I’ve spent much of my life working to answer these questions—not just for the field of psychology, but for myself.
Growing Up GoodWhen I was a child, my father told me that my name Sunita in Sanskrit means “good.” The Dictionary of Sanskrit Names says Sunita represents “she who has good conduct or behavior.”
Although I have spent decades studying why people defy, I was known for being an obedient daughter and student. I did as I was told. I got up when I was told to. I had my hair cut the way my parents insisted. I was what schoolchildren in Yorkshire, England, called “swotty”—preferring my books to other pursuits—but as much as I enjoyed mastering my subjects, and the praise I received for being “good,” I always wanted to know the reason why others had an easier time resisting the authority of our teachers, parents, and peers than I did.
I grew up in the heart of the post-industrial north of England in the 1980s. Our small three-bedroom house was crowded: with people, with love, and sometimes with friction. Money was tight, and since we had no extended family nearby, we often felt isolated. My parents must have felt the pressure the most. My mother was dealing with four children on her own every day, all while learning a new language and culture. My dad, who’d earned his PhD in metallurgy, the science and technology of metals and alloys, worked as a lecturer at the University of Bradford—a job for which he was overqualified, underappreciated, and certainly underpaid.
Now that I am an academic myself, I sometimes think about him in those early years: a short man in thin wire-rimmed glasses, his cheeks pitted by smallpox scars, his brown suit jacket barely visible beneath the grey raincoat he wore every day to work. I can see him walking confidently through the halls of a university where very few people looked like him, and where he would have to take indignities with a smile and swallow his hurt. The courage that took, the determination—it inspires me now.
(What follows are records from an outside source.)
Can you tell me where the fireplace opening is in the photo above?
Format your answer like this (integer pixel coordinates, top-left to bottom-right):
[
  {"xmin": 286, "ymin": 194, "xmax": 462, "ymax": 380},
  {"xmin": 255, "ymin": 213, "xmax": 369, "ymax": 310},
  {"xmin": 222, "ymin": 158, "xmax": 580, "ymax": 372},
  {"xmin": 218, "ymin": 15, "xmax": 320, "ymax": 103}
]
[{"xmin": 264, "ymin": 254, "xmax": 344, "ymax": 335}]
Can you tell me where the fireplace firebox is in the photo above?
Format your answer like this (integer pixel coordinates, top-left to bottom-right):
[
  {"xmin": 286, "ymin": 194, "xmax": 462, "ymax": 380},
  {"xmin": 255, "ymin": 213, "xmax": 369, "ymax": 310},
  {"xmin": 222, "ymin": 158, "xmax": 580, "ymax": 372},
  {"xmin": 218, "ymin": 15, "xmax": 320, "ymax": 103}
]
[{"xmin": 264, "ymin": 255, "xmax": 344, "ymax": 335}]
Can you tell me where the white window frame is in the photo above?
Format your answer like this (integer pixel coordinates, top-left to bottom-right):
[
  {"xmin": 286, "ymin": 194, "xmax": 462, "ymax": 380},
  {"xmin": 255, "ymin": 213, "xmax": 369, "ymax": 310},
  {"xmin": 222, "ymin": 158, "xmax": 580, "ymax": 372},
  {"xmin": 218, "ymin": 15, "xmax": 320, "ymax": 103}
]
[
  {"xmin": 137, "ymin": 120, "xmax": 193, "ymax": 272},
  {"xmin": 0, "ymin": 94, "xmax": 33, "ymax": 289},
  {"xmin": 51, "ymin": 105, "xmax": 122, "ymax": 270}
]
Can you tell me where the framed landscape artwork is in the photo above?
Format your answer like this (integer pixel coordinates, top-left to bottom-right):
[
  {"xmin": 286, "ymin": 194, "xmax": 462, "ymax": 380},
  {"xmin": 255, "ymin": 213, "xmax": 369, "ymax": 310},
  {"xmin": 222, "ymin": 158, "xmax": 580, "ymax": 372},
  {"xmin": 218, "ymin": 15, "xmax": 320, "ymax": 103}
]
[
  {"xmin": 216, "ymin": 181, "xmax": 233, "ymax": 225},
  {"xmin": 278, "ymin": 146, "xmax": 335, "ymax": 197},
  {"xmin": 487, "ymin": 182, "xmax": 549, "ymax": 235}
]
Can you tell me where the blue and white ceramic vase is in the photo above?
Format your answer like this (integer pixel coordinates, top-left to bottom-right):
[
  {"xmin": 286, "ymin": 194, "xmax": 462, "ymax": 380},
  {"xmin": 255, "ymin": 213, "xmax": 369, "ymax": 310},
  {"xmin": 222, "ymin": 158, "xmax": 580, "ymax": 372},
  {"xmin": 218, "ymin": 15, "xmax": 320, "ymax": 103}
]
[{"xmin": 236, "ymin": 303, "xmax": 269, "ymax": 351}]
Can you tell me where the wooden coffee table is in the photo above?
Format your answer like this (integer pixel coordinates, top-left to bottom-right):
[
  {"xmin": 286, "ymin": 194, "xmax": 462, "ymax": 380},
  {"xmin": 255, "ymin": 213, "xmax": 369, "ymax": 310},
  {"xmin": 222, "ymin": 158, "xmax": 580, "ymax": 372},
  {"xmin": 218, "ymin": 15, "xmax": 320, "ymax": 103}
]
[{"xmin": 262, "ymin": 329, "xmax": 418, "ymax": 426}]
But when I was a child, my father mostly shaped me to be quiet.
In many ways, my father was a traditional one. He was the voice of authority in our household. He worked all day and expected order, quiet, and peace at home. He often seemed exhausted and stressed not only by his workplace but also by the weight of his responsibilities, by the strain of supporting a family of six in an unfamiliar country. My three older siblings and I mostly tried to stay out of his way, and when dad told us what to do, we obeyed.
My dad was strict, and sometimes I felt his rules were too harsh—he once pulled me out of bed in the middle of the night to practice my flute because I hadn’t spent the mandatory thirty minutes that day playing through my scales.